MessageToEagle.com – For decades astronomers have tried to explain the discrepancy between the size and age of the Rosetta Nebula’s central cavity and that of its central stars.
The size and age of the cavity observed in the center of Rosette Nebula is too small when compared to the age of its central stars.
Now, researchers from the University of Leeds, offers an explanation. Through computer simulations, astronomers at Leeds and at Keele University have found the formation of the Nebula. A thin disc-like structure of the cloud focusing the stellar winds away from the cloud’s centre would account for the comparatively small size of the central cavity.
The Rosette Nebula in the Milky Way Galaxy spans about 100 light-years across and lies approximately 5,000 light-years from Earth.
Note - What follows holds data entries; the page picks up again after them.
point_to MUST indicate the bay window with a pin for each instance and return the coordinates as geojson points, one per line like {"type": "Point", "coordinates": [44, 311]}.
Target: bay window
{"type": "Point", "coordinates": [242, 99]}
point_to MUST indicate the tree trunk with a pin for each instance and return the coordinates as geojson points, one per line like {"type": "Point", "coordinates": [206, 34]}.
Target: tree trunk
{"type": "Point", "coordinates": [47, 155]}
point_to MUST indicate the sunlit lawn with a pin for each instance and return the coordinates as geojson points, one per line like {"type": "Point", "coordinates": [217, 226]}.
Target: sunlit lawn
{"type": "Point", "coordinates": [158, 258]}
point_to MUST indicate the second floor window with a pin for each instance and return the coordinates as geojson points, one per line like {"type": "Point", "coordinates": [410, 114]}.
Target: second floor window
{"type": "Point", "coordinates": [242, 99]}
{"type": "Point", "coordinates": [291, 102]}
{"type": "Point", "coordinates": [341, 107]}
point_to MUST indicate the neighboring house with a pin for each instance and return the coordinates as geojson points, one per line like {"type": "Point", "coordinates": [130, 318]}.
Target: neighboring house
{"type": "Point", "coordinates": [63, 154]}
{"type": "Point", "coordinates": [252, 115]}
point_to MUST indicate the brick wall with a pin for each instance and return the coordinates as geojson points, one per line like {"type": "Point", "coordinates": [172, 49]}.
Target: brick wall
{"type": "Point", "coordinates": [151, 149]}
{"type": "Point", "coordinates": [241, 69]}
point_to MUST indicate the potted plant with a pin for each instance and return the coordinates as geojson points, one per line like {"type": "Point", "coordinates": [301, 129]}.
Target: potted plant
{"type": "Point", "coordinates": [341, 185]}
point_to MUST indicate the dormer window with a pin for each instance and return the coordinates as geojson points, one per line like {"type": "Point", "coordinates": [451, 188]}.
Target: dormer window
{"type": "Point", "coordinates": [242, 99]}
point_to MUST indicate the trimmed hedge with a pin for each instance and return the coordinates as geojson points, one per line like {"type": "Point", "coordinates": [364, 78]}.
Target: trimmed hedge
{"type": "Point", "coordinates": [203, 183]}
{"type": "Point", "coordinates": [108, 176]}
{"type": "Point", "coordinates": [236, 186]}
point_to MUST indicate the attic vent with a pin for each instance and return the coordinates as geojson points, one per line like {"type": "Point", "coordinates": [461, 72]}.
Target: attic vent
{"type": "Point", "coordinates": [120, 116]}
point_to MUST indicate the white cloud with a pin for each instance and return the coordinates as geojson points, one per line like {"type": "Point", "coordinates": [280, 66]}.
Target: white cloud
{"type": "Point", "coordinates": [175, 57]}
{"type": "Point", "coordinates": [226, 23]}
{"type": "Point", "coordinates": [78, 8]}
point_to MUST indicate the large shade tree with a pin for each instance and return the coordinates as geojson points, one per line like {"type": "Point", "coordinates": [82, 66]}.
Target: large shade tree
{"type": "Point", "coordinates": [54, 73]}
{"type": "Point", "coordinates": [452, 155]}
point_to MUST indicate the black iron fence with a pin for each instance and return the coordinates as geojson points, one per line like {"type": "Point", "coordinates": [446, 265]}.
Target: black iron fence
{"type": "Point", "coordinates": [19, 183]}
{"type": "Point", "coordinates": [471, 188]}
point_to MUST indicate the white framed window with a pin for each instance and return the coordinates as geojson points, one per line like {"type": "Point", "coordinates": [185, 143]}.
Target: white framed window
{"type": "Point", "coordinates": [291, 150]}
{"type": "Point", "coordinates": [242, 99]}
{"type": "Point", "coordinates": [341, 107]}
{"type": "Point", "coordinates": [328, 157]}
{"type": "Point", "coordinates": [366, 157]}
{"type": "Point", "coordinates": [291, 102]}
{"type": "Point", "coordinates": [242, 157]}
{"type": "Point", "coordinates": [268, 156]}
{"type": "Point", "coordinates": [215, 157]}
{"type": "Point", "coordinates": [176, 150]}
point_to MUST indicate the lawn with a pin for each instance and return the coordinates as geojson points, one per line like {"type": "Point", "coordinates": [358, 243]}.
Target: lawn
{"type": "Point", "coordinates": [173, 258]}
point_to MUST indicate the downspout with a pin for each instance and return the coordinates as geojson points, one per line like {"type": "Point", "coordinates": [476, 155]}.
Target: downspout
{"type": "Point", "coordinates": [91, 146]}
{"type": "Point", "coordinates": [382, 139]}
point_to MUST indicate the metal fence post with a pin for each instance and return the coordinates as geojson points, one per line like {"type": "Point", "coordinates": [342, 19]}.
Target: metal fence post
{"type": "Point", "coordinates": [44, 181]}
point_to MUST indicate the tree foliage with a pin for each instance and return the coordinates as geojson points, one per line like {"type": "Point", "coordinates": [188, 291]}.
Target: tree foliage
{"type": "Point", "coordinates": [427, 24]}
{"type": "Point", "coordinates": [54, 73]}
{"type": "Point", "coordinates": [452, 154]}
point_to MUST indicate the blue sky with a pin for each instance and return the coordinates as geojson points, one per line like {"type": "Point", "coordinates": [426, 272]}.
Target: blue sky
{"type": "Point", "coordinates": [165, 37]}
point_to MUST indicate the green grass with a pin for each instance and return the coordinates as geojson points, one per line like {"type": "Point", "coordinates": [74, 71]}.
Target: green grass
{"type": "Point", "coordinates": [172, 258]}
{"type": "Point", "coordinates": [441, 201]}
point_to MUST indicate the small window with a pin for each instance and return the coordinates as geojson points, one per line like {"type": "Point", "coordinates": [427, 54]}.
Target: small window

It can be seen with a small telescope towards the constellation of the Unicorn (Monoceros).
This giant molecular cloud – known for its rose-like shape and distinctive hole at its center – is likely to be in a thin sheet-like molecular cloud rather than in a spherical or thick disc-like shape, as some photographs may suggest.
“The massive stars that make up the Rosette Nebula’s central cluster are a few millions of years old and halfway through their lifecycle, “ study lead author, Dr Christopher Wareing, said in a press release.
“For the length of time their stellar winds would have been flowing, you would expect a central cavity up to ten times bigger.”
“We simulated the stellar wind feedback and formation of the nebula in various molecular cloud models including a clumpy sphere, a thick filamentary disc and a thin disc, all created from the same low density initial atomic cloud.
“It was the thin disc that reproduced the physical appearance – cavity size, shape and magnetic field alignment — of the Nebula, at an age compatible with the central stars and their wind strengths.”
“To have a model that so accurately reproduces the physical appearance in line with the observational data, without setting out to do this, is rather extraordinary,” Dr Wareing added.
The nine simulations required roughly half a million CPU hours — the equivalent to 57 years on a standard desktop computer.